Dla odmiany dzień wcześniej kurs spadł o 12 proc. Co może tłumaczyć tak duże zmiany? – Z punktu widzenia spółki nie ma żadnych nowych informacji mogących uzasadniać ostatnie wahania ceny naszych akcji – mówi Paweł Gricuk, prezes Petrolinvestu.

Powodów do ogromnych zmian notowań nie widzą też analitycy i maklerzy. W ich ocenie walorami spółki handlują przede wszystkim gracze indywidualni, którzy liczą na szybkie zyski i często przy podejmowaniu decyzji inwestycyjnych kierują się emocjami.

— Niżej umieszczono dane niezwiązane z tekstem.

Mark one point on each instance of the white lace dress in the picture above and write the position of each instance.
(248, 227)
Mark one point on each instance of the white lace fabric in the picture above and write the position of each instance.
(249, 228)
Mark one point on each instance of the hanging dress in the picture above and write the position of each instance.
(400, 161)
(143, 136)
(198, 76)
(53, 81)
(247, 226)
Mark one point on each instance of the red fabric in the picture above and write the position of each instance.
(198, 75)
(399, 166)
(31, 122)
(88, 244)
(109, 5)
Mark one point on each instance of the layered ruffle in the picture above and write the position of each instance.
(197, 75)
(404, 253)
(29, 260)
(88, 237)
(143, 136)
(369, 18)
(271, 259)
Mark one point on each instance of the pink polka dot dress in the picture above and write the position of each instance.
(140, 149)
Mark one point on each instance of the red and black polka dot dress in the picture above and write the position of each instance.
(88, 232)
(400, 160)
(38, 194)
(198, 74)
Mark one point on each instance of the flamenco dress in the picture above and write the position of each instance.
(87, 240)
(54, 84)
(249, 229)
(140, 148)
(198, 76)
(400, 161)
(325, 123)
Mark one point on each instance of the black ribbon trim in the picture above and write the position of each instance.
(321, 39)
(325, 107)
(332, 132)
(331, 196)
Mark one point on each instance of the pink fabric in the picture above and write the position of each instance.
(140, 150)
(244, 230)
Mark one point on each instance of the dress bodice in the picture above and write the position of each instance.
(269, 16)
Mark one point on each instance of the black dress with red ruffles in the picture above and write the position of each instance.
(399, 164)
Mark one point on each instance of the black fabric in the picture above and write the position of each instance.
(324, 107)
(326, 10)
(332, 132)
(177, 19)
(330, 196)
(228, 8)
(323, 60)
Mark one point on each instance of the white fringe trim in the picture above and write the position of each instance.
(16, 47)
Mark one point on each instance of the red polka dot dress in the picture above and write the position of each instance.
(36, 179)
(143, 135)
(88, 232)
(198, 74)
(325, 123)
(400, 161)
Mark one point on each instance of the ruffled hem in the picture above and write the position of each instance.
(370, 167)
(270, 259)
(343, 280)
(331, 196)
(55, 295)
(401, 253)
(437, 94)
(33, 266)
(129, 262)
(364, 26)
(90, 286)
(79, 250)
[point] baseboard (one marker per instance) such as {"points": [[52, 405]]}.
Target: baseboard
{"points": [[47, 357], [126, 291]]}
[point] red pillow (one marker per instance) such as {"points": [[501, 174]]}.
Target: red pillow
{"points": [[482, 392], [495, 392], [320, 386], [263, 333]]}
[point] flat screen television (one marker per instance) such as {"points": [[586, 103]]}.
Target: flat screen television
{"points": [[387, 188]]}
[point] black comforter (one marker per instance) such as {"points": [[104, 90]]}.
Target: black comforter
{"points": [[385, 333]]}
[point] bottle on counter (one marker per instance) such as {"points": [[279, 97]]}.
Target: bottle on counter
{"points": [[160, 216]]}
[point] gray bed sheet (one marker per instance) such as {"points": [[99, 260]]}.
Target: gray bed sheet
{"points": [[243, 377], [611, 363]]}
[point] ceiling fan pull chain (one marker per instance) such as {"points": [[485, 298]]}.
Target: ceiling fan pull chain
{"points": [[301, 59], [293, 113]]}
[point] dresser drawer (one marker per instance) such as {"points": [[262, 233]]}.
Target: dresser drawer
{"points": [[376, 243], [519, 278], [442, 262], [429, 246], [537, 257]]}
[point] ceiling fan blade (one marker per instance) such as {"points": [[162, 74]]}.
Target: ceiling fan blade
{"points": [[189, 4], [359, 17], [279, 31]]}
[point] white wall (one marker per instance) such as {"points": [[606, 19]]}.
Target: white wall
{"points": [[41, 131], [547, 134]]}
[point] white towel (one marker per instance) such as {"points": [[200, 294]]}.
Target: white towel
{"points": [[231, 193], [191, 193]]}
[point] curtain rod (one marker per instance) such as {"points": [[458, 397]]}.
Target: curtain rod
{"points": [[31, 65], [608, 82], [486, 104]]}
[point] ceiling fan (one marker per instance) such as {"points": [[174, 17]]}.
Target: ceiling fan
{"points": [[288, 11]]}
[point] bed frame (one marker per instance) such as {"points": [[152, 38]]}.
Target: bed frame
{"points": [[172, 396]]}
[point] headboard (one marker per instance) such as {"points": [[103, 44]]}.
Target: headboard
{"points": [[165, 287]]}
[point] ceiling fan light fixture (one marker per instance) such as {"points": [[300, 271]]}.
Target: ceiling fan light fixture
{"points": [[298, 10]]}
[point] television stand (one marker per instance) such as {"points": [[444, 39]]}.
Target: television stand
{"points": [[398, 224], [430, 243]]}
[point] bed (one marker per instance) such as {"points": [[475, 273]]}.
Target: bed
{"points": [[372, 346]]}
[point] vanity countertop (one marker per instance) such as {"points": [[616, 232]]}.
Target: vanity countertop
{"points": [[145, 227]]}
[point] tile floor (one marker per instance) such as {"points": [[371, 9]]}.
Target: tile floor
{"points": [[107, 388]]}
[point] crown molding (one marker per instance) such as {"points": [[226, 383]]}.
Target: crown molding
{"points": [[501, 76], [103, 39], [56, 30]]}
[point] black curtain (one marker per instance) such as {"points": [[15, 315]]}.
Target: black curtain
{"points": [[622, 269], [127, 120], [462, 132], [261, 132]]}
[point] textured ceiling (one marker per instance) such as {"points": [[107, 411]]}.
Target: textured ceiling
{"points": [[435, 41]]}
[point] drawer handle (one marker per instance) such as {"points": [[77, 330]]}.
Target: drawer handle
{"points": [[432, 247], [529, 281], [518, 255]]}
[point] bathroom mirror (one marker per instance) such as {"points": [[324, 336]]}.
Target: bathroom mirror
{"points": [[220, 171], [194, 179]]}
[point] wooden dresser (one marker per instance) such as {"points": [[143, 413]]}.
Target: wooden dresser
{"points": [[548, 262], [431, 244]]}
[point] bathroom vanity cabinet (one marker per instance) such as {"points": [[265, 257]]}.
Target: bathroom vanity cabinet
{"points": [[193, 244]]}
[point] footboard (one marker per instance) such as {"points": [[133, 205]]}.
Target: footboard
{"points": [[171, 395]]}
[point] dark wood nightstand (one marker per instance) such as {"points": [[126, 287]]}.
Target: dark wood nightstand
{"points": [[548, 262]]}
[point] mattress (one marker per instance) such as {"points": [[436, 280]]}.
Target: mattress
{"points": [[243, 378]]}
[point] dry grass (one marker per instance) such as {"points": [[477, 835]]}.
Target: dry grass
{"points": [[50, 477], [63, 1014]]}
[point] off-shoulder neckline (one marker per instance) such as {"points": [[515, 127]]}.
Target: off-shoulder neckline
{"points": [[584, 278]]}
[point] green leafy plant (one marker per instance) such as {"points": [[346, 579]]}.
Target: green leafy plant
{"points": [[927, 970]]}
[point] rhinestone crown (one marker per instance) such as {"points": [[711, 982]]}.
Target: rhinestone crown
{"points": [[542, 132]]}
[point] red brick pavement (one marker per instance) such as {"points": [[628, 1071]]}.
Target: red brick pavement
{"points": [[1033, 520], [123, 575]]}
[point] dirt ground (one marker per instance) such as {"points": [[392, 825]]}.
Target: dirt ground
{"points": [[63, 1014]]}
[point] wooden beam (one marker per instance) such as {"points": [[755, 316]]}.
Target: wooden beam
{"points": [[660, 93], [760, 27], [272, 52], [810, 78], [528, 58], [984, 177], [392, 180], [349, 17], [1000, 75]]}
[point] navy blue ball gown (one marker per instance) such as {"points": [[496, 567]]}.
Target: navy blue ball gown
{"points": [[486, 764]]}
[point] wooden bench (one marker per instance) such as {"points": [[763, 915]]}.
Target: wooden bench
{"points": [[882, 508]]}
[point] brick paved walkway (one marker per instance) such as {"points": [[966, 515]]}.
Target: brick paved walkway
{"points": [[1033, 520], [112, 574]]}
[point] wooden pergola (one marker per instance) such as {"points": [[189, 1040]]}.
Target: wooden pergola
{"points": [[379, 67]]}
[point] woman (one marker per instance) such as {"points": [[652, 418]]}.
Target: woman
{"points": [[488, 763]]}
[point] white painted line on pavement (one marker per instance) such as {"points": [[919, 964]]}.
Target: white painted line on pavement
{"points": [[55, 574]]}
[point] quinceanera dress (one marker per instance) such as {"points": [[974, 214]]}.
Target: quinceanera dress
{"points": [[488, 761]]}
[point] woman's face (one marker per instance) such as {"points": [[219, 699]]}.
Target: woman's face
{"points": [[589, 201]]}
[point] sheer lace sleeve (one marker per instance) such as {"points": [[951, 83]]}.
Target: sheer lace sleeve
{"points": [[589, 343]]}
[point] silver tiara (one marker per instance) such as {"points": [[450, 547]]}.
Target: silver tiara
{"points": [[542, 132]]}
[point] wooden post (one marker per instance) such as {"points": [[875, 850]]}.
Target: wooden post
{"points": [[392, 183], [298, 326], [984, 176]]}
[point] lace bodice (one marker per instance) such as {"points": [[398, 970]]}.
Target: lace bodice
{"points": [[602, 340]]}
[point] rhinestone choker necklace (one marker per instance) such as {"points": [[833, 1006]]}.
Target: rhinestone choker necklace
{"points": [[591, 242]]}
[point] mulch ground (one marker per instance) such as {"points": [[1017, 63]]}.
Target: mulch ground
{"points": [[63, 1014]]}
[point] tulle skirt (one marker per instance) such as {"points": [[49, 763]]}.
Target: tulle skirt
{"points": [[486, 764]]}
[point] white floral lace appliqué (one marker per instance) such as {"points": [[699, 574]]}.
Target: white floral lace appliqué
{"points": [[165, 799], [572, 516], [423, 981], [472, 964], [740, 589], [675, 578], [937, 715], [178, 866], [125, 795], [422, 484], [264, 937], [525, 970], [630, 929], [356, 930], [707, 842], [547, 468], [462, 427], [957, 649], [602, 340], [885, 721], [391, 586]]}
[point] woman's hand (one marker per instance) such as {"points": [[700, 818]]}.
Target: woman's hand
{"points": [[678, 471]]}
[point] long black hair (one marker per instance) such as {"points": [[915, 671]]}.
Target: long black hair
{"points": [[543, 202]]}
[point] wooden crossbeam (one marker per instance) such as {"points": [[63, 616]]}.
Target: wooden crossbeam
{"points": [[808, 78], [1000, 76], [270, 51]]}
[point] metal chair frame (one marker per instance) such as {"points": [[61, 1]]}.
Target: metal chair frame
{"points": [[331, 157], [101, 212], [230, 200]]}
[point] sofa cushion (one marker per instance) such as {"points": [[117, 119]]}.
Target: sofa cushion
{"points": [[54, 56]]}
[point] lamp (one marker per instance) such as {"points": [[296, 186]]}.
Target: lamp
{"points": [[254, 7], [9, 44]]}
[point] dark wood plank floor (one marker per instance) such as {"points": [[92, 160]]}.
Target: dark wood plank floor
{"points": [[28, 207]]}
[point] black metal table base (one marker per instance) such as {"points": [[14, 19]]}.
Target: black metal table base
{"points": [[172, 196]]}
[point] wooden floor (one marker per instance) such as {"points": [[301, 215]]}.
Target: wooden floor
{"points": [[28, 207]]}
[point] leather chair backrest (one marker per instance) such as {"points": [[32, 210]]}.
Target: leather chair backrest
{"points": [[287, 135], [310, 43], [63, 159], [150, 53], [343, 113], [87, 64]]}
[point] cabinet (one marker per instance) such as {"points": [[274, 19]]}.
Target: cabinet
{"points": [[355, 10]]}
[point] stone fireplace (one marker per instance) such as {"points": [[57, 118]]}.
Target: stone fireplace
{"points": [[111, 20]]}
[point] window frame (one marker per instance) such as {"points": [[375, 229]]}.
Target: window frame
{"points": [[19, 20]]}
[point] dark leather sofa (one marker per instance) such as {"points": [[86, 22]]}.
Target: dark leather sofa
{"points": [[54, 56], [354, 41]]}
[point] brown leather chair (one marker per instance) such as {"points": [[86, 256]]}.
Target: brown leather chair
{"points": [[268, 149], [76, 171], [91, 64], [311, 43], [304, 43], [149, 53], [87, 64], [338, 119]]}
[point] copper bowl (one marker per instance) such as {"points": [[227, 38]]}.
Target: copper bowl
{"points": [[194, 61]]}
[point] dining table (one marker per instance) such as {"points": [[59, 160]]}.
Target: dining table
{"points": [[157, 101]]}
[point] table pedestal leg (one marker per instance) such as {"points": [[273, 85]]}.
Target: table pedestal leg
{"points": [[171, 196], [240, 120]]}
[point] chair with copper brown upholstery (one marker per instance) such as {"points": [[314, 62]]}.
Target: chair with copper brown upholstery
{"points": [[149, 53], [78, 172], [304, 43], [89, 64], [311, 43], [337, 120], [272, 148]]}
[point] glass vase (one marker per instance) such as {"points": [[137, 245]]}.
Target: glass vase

– Petrolinvest to papier dla inwestorów o silnych nerwach. Jest kompletnie nieprzewidywalny. Możliwe są na nim zarówno silne zwyżki, jak i spadki – twierdzi Artur Sulejewski, makler Noble Securities. Dodaje, że każdy, kto inwestuje w akcje Petrolinvestu, musi brać pod uwagę ogromne ryzyko straty.

Jest ono tym bardziej realne, że kurs znajduje się na razie w długookresowym trendzie spadkowym. Nie zmienia to faktu, że czasami pojawia się silny wzrost ceny, tak jak miało to miejsce po podaniu na początku marca informacji o pozyskaniu przez spółkę pieniędzy z Europejskiego Banku Odbudowy i Rozwoju. Chodziło o 50 mln dolarów (ponad 140 mln zł) na prace poszukiwawczo-wydobywcze w Kazachstanie.

Po tej informacji, w ciągu kilku sesji kurs Petrolinvestu podwoił się, osiągając poziom 42,9 zł. To jednak wciąż za mało dla długoterminowych inwestorów, którzy kupowali akcje w zeszłym roku za ponad 50 zł lub w 2008 r. za ponad 300 zł i wciąż je trzymają.